Tutto però nasce dalla lettera inviata al ministro Carlo Nordio, lo scorso 27 aprile, dal Quirinale che lo sollecitava ad acquisire «con cortese urgenza le necessarie informazioni» in relazione alla «supposta falsità degli elementi rappresentati nella domanda di clemenza» presentata da Minetti. Concessa dal capo dello Stato il 18 febbraio. Dieci giorni dopo i primi riscontri sono negativi, nel senso che non risultano elementi che possano mettere in discussione la «redenzione» della ex igienista dentale promossa a consigliere regionale berlusconiana della Lombardia, condannata a una pena complessiva di tre anni e 11 mesi per favoreggiamento della prostituzione e peculato.
Per rispondere alle domande ricevute da Roma l’ufficio Interpol di Madrid ha compulsato tutte le forze di polizia impegnate sul territorio nazionale – quindi anche a Ibiza, dove si ipotizzavano feste con escort «presso immobili o altri locali o imbarcazioni di proprietà o nella disponibilità della coppia» – ma la conclusione è stata ovunque la stessa: nessuna denuncia, nessun indizio che abbia dato spunto a indagini. Stessa cosa in Uruguay, dove erano circolate voci sui ricevimenti esclusivi destinati ai vip nel ranch di Cipriani a Punta del Este, il «Gin Tonic».
L’altro punto da chiarire riguarda la regolarità dell’adozione del bambino uruguayano da parte di Minetti e del suo compagno, che è malato e ha bisogno di cure all’estero, in particolare a Boston dove è già stato operato nel 2021. La «ragione umanitaria» per cui Mattarella ha deciso di concedere la grazia alla madre adottiva del minorenne risiede proprio nelle sue gravi condizioni di salute, che gli investigatori hanno verificato anche attraverso i medici italiani consultati dalla coppia prima di rivolgersi all’ospedale di Boston su indicazione di altri consulti svolti a Cleveland.
Se dovessero sorgere problemi o irregolarità nella procedura di affidamento, queste potrebbero incidere su uno dei presupposti del provvedimento di clemenza. Ma per acquisire l’intero fascicolo del procedimento, la polizia locale ha comunicato che sarà necessario l’avvio di una rogatoria internazionale, e dunque i tempi si allungano.

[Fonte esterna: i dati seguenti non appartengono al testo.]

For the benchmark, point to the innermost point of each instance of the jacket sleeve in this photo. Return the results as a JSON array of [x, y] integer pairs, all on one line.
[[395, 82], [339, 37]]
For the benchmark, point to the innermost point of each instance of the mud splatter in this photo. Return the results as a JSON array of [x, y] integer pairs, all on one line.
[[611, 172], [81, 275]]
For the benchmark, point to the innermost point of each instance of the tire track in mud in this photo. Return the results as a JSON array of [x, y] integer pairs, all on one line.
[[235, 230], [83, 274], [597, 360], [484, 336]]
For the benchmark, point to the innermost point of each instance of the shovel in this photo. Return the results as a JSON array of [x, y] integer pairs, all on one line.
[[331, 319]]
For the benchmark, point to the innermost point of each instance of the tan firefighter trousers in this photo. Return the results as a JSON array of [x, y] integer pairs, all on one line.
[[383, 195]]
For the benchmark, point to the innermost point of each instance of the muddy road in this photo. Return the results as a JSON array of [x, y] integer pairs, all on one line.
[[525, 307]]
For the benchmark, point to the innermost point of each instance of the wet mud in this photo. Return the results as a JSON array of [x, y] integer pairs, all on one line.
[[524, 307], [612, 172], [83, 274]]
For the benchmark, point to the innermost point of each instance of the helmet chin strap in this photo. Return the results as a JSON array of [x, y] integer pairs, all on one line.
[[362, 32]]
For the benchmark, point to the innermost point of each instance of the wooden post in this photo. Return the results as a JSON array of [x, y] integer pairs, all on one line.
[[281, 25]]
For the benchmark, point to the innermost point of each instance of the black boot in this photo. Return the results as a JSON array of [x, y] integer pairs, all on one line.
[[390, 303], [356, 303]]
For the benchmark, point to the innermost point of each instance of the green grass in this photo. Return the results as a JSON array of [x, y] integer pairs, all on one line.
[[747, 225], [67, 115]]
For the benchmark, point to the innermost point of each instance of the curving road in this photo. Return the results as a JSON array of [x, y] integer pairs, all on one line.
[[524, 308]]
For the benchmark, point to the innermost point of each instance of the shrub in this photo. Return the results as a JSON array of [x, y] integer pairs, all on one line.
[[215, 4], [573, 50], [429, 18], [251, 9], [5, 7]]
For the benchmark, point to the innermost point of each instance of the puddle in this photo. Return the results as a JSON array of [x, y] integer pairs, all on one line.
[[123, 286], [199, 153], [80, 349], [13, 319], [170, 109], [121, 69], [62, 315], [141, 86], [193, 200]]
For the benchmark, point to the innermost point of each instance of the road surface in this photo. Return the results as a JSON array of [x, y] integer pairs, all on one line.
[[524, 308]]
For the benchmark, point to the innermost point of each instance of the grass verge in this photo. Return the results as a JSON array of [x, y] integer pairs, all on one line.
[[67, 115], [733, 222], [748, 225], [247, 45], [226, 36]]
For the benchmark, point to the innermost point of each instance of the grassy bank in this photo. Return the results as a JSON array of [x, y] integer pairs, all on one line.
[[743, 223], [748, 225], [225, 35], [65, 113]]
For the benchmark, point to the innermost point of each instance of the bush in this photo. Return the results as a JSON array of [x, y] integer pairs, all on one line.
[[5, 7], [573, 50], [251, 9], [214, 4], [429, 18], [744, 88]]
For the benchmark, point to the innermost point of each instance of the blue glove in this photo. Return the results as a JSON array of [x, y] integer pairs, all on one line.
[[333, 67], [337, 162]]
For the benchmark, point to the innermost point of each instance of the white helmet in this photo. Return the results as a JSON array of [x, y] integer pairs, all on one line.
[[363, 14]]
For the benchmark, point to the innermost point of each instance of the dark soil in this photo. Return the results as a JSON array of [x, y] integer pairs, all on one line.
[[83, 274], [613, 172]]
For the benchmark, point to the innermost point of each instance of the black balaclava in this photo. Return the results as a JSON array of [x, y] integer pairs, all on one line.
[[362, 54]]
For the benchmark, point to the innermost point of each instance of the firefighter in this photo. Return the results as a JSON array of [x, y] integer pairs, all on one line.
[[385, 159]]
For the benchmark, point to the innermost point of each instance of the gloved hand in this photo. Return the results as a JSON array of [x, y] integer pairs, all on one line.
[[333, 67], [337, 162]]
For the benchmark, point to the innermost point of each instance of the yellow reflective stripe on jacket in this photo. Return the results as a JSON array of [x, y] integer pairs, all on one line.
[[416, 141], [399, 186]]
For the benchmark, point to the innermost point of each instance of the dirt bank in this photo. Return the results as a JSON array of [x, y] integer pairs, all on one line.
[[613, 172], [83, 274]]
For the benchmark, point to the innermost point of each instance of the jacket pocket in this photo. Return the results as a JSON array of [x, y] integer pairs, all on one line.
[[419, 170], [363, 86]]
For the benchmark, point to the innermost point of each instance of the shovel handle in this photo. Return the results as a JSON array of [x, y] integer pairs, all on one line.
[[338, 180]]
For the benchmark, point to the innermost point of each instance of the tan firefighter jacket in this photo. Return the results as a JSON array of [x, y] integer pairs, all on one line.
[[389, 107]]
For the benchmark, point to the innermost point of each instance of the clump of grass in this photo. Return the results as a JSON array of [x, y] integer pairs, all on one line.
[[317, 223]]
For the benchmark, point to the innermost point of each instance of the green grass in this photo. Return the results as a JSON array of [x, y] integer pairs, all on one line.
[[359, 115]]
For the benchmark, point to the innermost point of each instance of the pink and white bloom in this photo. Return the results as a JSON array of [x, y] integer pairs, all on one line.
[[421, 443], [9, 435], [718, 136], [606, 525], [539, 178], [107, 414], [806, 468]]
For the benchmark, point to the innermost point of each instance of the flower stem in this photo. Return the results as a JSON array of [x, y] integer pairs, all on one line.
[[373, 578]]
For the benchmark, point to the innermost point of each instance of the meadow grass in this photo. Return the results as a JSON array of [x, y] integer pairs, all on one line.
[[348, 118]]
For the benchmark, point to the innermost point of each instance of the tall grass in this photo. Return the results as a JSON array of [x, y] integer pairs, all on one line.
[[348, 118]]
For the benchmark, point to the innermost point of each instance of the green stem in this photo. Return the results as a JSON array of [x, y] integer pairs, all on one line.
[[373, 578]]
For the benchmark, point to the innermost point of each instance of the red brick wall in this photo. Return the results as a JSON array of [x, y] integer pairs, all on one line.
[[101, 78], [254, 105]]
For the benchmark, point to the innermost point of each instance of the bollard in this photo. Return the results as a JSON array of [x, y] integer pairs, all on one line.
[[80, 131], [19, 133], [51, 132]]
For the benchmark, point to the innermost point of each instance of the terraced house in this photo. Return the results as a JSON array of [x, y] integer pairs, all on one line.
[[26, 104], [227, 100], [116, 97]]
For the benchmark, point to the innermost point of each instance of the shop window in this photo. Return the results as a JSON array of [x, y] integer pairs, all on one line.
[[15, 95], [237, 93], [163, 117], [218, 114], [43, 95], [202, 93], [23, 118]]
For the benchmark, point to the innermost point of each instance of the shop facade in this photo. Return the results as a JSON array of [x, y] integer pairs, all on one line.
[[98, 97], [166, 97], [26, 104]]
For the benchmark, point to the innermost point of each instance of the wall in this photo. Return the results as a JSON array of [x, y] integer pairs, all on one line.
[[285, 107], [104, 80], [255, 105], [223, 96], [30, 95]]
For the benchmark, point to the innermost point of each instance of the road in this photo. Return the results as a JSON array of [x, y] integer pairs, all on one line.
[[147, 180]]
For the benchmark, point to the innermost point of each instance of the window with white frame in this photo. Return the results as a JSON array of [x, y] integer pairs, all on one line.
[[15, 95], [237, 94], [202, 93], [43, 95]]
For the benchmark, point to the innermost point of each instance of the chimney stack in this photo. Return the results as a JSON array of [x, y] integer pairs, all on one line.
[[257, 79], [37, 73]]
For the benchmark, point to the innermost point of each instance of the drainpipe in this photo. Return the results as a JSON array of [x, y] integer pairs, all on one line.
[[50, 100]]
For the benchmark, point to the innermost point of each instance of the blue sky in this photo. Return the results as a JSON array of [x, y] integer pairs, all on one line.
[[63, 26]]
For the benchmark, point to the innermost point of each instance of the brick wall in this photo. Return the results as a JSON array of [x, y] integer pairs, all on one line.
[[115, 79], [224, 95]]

Servirà un contatto tra i magistrati dei due Paesi tramite i rispettivi ministeri, seppure facilitato dal trattato di cooperazione giudiziaria esistente tra i due Paesi.
La sentenza emessa dal giudice di Maldonado il 15 febbraio 2023, all’esito di un iter avviato a marzo 2020, è già stata vidimata e dichiarata efficace anche in Italia dal Tribunale per i minorenni di Venezia, a luglio 2024. Tuttavia la richiesta avanzata dal presidente Mattarella ha innescato approfondimenti ulteriori da compiere rivisitando tutti gli atti di quella procedura, se e quando arriveranno.
La rogatoria, hanno riferito da Montevideo, sarà necessaria anche per le verifiche sulle proprietà immobiliari di Cipriani e Minetti, e sul contenuto esatto di un’interrogazione parlamentare presentata in Uruguay sulla vicenda, dopo l’inchiesta giornalistica de Il Fatto Quotidiano che ha messo in dubbio proprio la «redenzione» di Minetti e la procedura di adozione. Tramite altri canali diplomatici, però, il Servizio della polizia italiana è riuscito a recuperare quel testo, in cui sono riassunte sette domande. Al presidente della Camera Rodrigo Goni, la deputata Gabriela Barrera Malrechauffe chiede notizie su eventuali procedimenti penali avviati lì, sull’adozione, sulle entrate e uscite dall’Uruguay di Cipriani, su eventuali procedimenti o segnalazione di operazioni finanziarie sospette a suo carico, sull’incendio in cui è morta l’avvocatessa dei genitori naturali del bambino e sulla scomparsa della madre. In sostanza, le stesse informazioni sollecitate dalla Procura generale di Milano.